We also reached out to the Canadian Defense Ministry, U.S. National Security Council and the All-Domain Anomaly Resolution Office (AARO) - the Pentagon unit that tracks UAPs - for additional responses. We will update this story with any pertinent information they provide.
Despite numerous requests from Congress and media outlets including The War Zone, the Pentagon has yet to release any imagery from the three shootdowns over North America, raising questions about what, if anything, it is trying to hide. Especially since there was a wealth of data and imagery collected during observation and destruction of the objects.

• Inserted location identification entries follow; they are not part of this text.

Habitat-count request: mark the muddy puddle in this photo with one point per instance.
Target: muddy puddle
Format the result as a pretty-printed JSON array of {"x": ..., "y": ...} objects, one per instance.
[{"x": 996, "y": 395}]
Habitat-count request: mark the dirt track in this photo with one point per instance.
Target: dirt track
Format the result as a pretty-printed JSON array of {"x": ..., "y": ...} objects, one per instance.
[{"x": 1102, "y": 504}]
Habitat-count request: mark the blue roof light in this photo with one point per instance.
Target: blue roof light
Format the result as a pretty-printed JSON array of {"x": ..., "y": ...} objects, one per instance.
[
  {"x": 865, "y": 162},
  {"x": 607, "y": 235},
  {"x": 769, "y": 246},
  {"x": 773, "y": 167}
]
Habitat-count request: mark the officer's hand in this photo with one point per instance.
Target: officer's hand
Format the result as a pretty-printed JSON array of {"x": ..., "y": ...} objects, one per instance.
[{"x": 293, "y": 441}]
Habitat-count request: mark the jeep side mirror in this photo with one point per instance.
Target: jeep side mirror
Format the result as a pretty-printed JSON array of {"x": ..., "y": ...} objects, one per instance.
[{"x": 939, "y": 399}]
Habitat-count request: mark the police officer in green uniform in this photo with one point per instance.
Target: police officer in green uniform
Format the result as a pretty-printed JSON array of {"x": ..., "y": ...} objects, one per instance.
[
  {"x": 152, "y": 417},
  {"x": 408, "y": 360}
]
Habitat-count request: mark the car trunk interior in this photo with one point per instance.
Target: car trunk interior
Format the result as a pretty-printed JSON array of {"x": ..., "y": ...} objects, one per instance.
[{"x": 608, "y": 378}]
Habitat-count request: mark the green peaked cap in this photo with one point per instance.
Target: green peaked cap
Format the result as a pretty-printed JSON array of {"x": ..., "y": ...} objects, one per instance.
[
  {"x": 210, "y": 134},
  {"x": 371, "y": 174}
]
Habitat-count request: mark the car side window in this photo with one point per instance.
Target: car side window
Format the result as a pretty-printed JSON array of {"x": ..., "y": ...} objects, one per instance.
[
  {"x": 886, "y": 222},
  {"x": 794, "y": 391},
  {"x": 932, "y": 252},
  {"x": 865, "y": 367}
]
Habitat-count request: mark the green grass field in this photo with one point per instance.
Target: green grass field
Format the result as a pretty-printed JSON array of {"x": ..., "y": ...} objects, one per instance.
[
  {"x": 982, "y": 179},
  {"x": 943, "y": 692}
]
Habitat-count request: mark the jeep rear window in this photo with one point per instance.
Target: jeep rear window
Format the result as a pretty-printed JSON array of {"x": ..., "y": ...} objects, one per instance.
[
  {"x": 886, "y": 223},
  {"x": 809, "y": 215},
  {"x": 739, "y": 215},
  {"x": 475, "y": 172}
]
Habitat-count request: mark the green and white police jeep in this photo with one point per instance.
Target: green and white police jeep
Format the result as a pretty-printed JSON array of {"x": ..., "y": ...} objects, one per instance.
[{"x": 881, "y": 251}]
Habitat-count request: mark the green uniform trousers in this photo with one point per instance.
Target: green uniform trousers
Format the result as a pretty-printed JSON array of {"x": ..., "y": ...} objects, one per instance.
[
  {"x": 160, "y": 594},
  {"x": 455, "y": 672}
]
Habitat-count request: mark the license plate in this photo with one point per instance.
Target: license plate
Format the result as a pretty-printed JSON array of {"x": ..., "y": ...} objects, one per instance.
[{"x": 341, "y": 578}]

The discovery and later shootdown of the Chinese spy balloon on Feb. 4 raised huge alarms about the ability of the U.S. to protect its airspace against such objects. This is something The War Zone had pointed out repeatedly years in advance of these events. In the aftermath of this string of bizarre incidents, major moves began to be made to change how unidentified objects are dealt with, as well as making it easier for them to be spotted in the first place. Major upgrades to NORAD's sensor ecosystem are also in the works as are demands from Congress for the multi-national military organization to better understand its own vulnerabilities.
The fact is that the lack of information surrounding these unprecedented series of events over North America continues to puzzle many and the optics surrounding them clearly irk the Pentagon. What exactly was known about these objects and how they differed from each other, and when that information was known, remains a mystery to the public.